The CQF platform executes the attack and returns a result. This result needs to be interpreted by the PTA platform. Future iterations would determine the output and results generated by CQF. In theory, CQF provides similar output to execution from the command line - a CQF result would contain standard out and standard error streams as well as exit codes and generated files from any processes that ran on machines in the experiment. The PTA platform would simply need to parse through these results and identify output belonging to the attacker machine. Once those results were distilled, processing would proceed similar to the CliExecutor.

Putting It All Together

The tta3-orchestrator project represents a concrete implementation of the Pen Test Automation platform. The implementation loads ToolWrapper plugins (via the Java ServiceLoader SPI), loads application metadata (mocked), and allows the user to select a supported attack pattern. Based on the selected attack pattern, an appropriate tool would be chosen based on a heuristic that takes into account the attack and application metadata (mocked).
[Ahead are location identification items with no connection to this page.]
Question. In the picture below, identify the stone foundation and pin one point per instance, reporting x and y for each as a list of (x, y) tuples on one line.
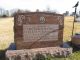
[(30, 54)]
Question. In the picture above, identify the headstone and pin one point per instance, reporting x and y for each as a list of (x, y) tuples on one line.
[(38, 29)]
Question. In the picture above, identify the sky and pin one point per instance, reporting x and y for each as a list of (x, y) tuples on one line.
[(57, 5)]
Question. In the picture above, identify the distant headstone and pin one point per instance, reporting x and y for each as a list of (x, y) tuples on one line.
[(38, 29)]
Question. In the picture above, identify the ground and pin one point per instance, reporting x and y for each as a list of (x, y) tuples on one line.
[(7, 35)]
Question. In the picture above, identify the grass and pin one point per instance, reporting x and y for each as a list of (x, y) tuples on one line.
[(7, 35)]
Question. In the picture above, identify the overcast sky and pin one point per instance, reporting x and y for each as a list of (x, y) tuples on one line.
[(59, 5)]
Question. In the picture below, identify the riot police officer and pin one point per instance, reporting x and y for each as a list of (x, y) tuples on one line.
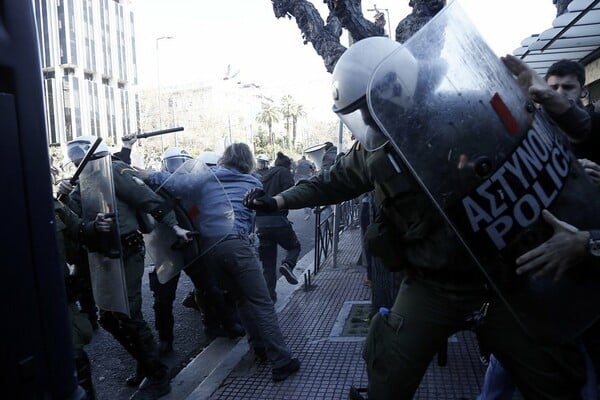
[(71, 232), (443, 287), (132, 331), (218, 319)]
The user is given the ability to derive required tool parameters based on (mocked) application metadata or manually enter these values. The PTA platform then generates a ToolCommand that can be used by a PTA command executor. The user is given a choice to execute the generated ToolCommand in CQF (using the CqfExecutor), or on the command line interface (using the CliExecutor). The PTA platform then previews the command execution by either displaying the experiment JSON that would be generated (if CqfExecutor is chosen) or the command that would be run on CLI (if CliExecutor is chosen). The user can then execute the command. If the user selected the CqfExecutor, the user is prompted for the CQF REST API endpoint where the generated experiment JSON is sent for execution. If the user selected the CliExecutor, the command is executed locally. Once the execution is complete, the raw results of the command are shown and the user is given the opportunity to "process" the results. After processing the result, the user is shown a distilled version of the "finding" if any. See the Getting Started guide for more detail.

Quick Demo

Prerequisites

1. Java JDK 8 or later
2. Maven
3. A properly configured instance of the CQF platform (note the discussion above in Execution from CQF)
4. The proper local setup of the ESM-7 and/or Crydra-16 orchestration scripts and their dependencies (note the path requirements specified in the section above in Execution from Command Line)
5. The compiled CQF REST API Java Client JAR available to your local Maven

Instructions

1. cd [path-to-downloaded-code]/
2. mvn clean install
3. cd tta3-orchestrator/
4. mvn exec:java -P cli-with-plugin

See the Getting Started guide for more detail.